I could in turn point out that he gets my age wrong, etc. etc. But all this is utter trivia.

Everyone may have their opinion of guilt or innocence in this classic case. Mr. Russell is entitled to decide for guilt. I disagree; but no one could claim that the book—and it may be the final file on the case—prevents the reader from coming to his or her own varying conclusions.

What Mr. Russell overlooks in his eagerness for a verdict is that the Sacco and Vanzetti affair is not only a legal matter. That dimension has utterly changed since his own work in the fifties and early sixties. The case is not private property.
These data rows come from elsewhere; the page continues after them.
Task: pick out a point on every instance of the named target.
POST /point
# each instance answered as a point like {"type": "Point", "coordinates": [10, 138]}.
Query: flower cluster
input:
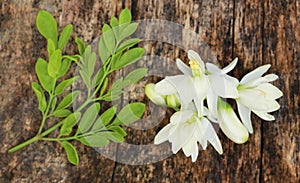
{"type": "Point", "coordinates": [198, 95]}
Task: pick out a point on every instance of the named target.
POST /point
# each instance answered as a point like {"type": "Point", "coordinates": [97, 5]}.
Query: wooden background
{"type": "Point", "coordinates": [258, 32]}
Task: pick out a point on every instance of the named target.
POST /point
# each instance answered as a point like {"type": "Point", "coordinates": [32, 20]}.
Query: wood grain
{"type": "Point", "coordinates": [257, 32]}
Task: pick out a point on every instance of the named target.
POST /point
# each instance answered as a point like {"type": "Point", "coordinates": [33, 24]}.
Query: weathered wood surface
{"type": "Point", "coordinates": [258, 32]}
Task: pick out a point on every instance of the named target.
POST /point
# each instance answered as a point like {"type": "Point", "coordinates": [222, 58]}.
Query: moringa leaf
{"type": "Point", "coordinates": [128, 30]}
{"type": "Point", "coordinates": [95, 140]}
{"type": "Point", "coordinates": [65, 66]}
{"type": "Point", "coordinates": [71, 152]}
{"type": "Point", "coordinates": [80, 45]}
{"type": "Point", "coordinates": [125, 16]}
{"type": "Point", "coordinates": [47, 26]}
{"type": "Point", "coordinates": [67, 100]}
{"type": "Point", "coordinates": [129, 57]}
{"type": "Point", "coordinates": [135, 76]}
{"type": "Point", "coordinates": [55, 63]}
{"type": "Point", "coordinates": [130, 113]}
{"type": "Point", "coordinates": [65, 36]}
{"type": "Point", "coordinates": [61, 113]}
{"type": "Point", "coordinates": [109, 38]}
{"type": "Point", "coordinates": [128, 44]}
{"type": "Point", "coordinates": [68, 123]}
{"type": "Point", "coordinates": [64, 84]}
{"type": "Point", "coordinates": [40, 95]}
{"type": "Point", "coordinates": [50, 47]}
{"type": "Point", "coordinates": [105, 118]}
{"type": "Point", "coordinates": [41, 69]}
{"type": "Point", "coordinates": [89, 117]}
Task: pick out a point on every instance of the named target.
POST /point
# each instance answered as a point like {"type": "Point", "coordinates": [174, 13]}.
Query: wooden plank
{"type": "Point", "coordinates": [281, 41]}
{"type": "Point", "coordinates": [213, 20]}
{"type": "Point", "coordinates": [20, 47]}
The Commonwealth of Massachusetts, after exhaustive legal enquiry, formally proclaimed on August 23, 1977, that there were “substantial, indeed compelling grounds” that they had not had a fair trial, and removed any “stigma and disgrace” from the names of Nicola Sacco and Bartolomeo Vanzetti.

The information I produce, under the Freedom of Information Act, reinforces that decision. But the book—though one would not discern this in such a lengthy review—is not about that at all. It is about the passions and the politics of the case. For as an event, it transcends legality and poses moral questions that the United States overlooked in the war-weary twenties, again in the McCarthy years, and should be alert to in our own time.
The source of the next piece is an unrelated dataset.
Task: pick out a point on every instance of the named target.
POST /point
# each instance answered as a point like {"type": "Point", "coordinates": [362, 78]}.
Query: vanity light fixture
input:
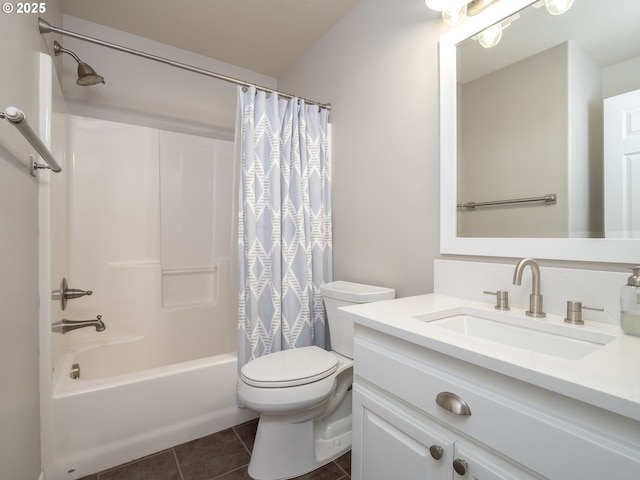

I am not an anarchist. But I dislike being used as a peg for Mr. Russell’s style of argument. I make no apology for being European or for working on the case from Cambridge University twenty years after Mr. Russell.

What it all taught me was nothing to do with the complexities of law nor the convoluted confusions of ballistics. It reminded me of the right to dissent.

Brain Jackson

Routledge & Kegan Paul of America Ltd.

Boston, Massachusetts

Francis Russell replies:

Mr. Jackson fails to realize that the Sacco-Vanzetti case ceased to be a legal matter as long ago as 1921 when Fred Moore, the general counsel for the IWW, took over the defense. Moore transformed an obscure routine case to a cause that would, with Professor Frankfurter’s later assistance, echo round the world. Yet in the end he came to doubt the innocence of his clients.

Though an adequate writer, Mr. Jackson is simply out of his depth in dealing with the Sacco-Vanzetti affair. He has nothing to add to the “politics and passions of the case,” since these were dealt with far more ably and extensively in David Felix’s Protest: Sacco-Vanzetti and the Intellectuals. Somehow he attaches cosmic importance to Massachusetts Governor Dukakis’s 1977 proclamation declaring the unfairness of Sacco and Vanzetti’s trial and removing any “stigma and disgrace from their names.” Governor Dukakis’s was the minor gesture of a minor politician that neither added to nor altered the dimensions of the case. His proclamation was based on the recommendation of his legal counsel, Daniel Taylor, who in turn based his findings on the trial testimony of Captain Proctor, a most inexpert ballistics expert. Proctor did know that a bullet taken from a dead gurad’s body had been fired from a Colt automatic. Whether or not it had been fired from Sacco’s Colt he was not prepared to say—possibly it was, possibly it was not. So he said it was “consistent” with having been fired from Sacco’s Colt. On this word “consistent,” one of the motions for a new trial was based, as was Taylor’s recommendation. Felix rightly regarded the whole Proctor episode as of “too little substance for serious regard.”

When Mr. Jackson has Sacco and Vanzetti arrested in the wrong city by the wrong police, tried in the wrong court and executed in the wrong place, it is difficult to take the rest of his book seriously. One can scarcely consider his numerous errors of place and fact “utter trivia.” Rather they are ineradicable flaws. I was indeed in error about Mr. Jackson’s age, information furnished me by his publishers.